Live album (lecture) by Aldous Huxley
- Released: 2008
- Recorded: 1955, Hollywood Temple of the Vedanta Society of Southern California
- Genre: Spoken word
- Label: GemsTone distributed by mondayMEDIA

= Who Are We? (album) =

Who Are We? is a 1955 recording of Aldous Huxley giving a lecture at the Vedanta Society of Southern California's Hollywood temple. The lecture was originally recorded on a wire recorder and digitally transferred to CD. Huxley was a student of Swami Prabhavananda, who founded the Society. Along with Christopher Isherwood and other notable disciples of the Swami, Huxley would occasionally give lectures at the society's temples in Hollywood and Santa Barbara.

In the lecture, Huxley goes into some depth about core issues about human existence, asking the primal question: what is our true nature. Included in the CD is a recording of a question and answer session between Huxley and the audience held after the lecture.
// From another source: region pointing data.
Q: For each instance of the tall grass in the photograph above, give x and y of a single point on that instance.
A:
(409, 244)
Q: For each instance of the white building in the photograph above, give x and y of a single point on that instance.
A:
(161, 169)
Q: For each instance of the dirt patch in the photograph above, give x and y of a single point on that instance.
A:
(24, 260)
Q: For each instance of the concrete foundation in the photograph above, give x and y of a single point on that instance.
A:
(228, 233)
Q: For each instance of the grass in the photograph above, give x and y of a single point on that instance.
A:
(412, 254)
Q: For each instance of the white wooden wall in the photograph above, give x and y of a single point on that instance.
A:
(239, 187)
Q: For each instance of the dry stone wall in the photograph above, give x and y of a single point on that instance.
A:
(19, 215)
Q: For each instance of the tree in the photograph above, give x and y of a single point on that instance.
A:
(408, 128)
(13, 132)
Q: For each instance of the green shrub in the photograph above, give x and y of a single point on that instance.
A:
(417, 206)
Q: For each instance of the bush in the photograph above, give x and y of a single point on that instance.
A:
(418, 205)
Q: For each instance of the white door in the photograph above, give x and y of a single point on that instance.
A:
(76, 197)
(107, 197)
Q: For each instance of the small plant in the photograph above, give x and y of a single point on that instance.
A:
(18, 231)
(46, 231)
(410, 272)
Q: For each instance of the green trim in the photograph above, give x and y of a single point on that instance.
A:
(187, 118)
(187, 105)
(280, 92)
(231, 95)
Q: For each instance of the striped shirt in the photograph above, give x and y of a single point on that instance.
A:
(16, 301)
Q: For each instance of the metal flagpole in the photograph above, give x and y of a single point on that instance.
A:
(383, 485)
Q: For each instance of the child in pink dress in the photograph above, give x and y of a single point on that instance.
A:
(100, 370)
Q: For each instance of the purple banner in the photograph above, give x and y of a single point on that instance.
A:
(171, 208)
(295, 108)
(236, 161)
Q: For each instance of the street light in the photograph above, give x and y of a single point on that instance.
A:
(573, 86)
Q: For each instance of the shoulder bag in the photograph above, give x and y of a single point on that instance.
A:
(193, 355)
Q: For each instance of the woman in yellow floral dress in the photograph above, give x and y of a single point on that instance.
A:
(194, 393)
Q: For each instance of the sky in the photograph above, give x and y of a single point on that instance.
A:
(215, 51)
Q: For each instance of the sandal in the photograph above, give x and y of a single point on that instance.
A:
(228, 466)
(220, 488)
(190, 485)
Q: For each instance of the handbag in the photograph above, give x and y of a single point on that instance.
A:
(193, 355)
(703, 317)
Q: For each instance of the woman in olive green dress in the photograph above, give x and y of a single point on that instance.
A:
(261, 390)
The lecture was given just a year after the publication of Huxley's book, The Doors of Perception, and he discusses the significance of the drug experience.

In 1955, the same year as the lecture recording, an article with the same title based on the lecture was published in Vedanta and the West, the bi-monthly magazine produced by the Vedanta Society of Southern California.

The recording was licensed by mondayMEDIA from Vedanta Press and released on the GemsTone label.